Cet ouvrage montre que les sanctions occidentales laissent la Russie de marbre, selon Savon Sanomat :

«Les Etats-Unis, l'UE et l'Ukraine ne pourront en principe jamais accepter l'annexion de la Crimée et la participation de la Russie à la guerre en Ukraine orientale. Le pont n'y changera rien, même s'il ne scelle pas définitivement l'annexion. Celle-ci revêt une telle importance nationale pour l'administration russe actuelle qu'elle éclipse les relations internationales. Les rapports entre la Russie et l'Ukraine se sont transformés en conflit gelé. Les sanctions économiques ne semblent servir à rien, ce qui s'explique en partie par la hausse de plus de 70 pour cent des prix du pétrole brut en moins d'un an. Grâce au pétrole, la Russie peut entretenir ses illusions hégémoniques.»

Unian (UA) /

Pour les projets de prestige, il y a toujours de l'argent

Moscou avait débloqué 228,3 milliards de roubles (soit 2,9 milliards d'euros à l'époque) pour ce projet colossal.
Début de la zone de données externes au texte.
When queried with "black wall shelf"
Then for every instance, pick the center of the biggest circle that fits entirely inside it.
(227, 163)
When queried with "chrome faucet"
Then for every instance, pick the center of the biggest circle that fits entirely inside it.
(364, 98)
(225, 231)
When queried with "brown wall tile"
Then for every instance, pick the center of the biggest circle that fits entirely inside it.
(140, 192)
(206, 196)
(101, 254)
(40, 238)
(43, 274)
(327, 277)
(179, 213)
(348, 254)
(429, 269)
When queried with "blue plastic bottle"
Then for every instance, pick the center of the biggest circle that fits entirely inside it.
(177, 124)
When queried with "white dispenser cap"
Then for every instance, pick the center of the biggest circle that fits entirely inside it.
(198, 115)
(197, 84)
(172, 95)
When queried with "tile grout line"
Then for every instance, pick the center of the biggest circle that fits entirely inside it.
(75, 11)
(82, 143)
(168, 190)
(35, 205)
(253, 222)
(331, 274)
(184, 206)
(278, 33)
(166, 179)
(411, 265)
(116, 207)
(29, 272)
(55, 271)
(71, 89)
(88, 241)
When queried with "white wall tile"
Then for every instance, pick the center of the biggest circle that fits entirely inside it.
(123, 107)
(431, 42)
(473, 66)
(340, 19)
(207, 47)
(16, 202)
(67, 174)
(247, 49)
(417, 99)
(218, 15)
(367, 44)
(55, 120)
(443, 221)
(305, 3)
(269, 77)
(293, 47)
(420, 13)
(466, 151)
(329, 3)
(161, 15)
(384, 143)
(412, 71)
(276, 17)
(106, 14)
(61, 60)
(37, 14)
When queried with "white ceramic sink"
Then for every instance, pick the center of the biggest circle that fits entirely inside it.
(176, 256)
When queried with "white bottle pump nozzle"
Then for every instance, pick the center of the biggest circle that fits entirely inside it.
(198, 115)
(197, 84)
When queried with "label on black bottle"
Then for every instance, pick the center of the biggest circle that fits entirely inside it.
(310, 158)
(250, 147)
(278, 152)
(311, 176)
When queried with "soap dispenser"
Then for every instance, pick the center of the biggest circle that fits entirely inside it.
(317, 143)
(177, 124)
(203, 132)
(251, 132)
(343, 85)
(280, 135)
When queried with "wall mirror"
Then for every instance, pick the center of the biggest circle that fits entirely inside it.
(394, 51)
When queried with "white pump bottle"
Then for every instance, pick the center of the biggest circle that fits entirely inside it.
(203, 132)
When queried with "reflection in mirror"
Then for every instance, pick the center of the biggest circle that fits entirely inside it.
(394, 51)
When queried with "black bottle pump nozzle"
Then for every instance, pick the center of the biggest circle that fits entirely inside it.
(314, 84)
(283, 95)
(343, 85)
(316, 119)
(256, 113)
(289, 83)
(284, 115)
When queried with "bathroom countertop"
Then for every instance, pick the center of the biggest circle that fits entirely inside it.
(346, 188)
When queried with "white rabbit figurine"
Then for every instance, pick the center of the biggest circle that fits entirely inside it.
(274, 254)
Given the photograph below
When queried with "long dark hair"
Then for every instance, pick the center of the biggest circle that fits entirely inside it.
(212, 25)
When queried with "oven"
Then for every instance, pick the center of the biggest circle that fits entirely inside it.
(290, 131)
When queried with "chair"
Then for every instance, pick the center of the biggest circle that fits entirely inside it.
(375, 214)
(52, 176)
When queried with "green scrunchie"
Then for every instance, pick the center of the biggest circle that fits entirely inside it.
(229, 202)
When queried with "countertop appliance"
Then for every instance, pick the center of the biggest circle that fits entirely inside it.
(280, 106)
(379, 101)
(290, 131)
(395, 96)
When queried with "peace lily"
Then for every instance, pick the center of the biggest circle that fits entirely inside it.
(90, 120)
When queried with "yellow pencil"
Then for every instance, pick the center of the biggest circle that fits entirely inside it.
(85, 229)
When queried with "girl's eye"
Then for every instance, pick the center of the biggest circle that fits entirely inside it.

Des fonds que Moscou aurait pu investir à meilleur escient, souligne Roman Cymbaluk, correspondant en Russie du journal Unian :

«Peu importe la pérennité de cette construction, un fait est un fait : avant il n'y avait pas de pont, maintenant il y en a un. Un évènement que les 'dieux de la communication' russes useront jusqu'à la corde. … Le coût de l'ouvrage ralliant la Crimée occupée est également sans importance. Avec cet argent, on aurait bien sûr pu apporter des soins médicaux à tous les enfants de Russie, mais cela importe peu quand on sait qu'il en va de la grandeur de la Fédération russe. En Russie, on trouve toujours de l'argent pour la 'construction du siècle', mais si quelqu'un manque de quoi que ce soit, c'est son problème à lui. Et il peut compenser sa frustration à tout moment en allumant la télévision.»

gazeta.ru (RU) /

Un grand ouvrage géopolitique

Dans ce grand projet, l'argent joue un rôle subalterne, estime pour sa part gazeta.ru :

«Ce pont de 19 kilomètres est le plus long de Russie, mais aussi d'Europe. C'est un ouvrage complexe, qui montre que l'ingénierie russe peut encore stupéfier le monde. Car nombreux avaient été les sceptiques, qui jugeaient le projet irréalisable, en raison de la forte instabilité du sol dans cette région. ... Le pont du détroit de Kertch compte parmi ces projets pour lesquels les coûts sont certes importants, mais moins que la capacité à relever des défis géopolitiques. Sans liaison stable avec la Russie continentale, le rattachement de la Crimée au reste du pays aurait été incomplet.»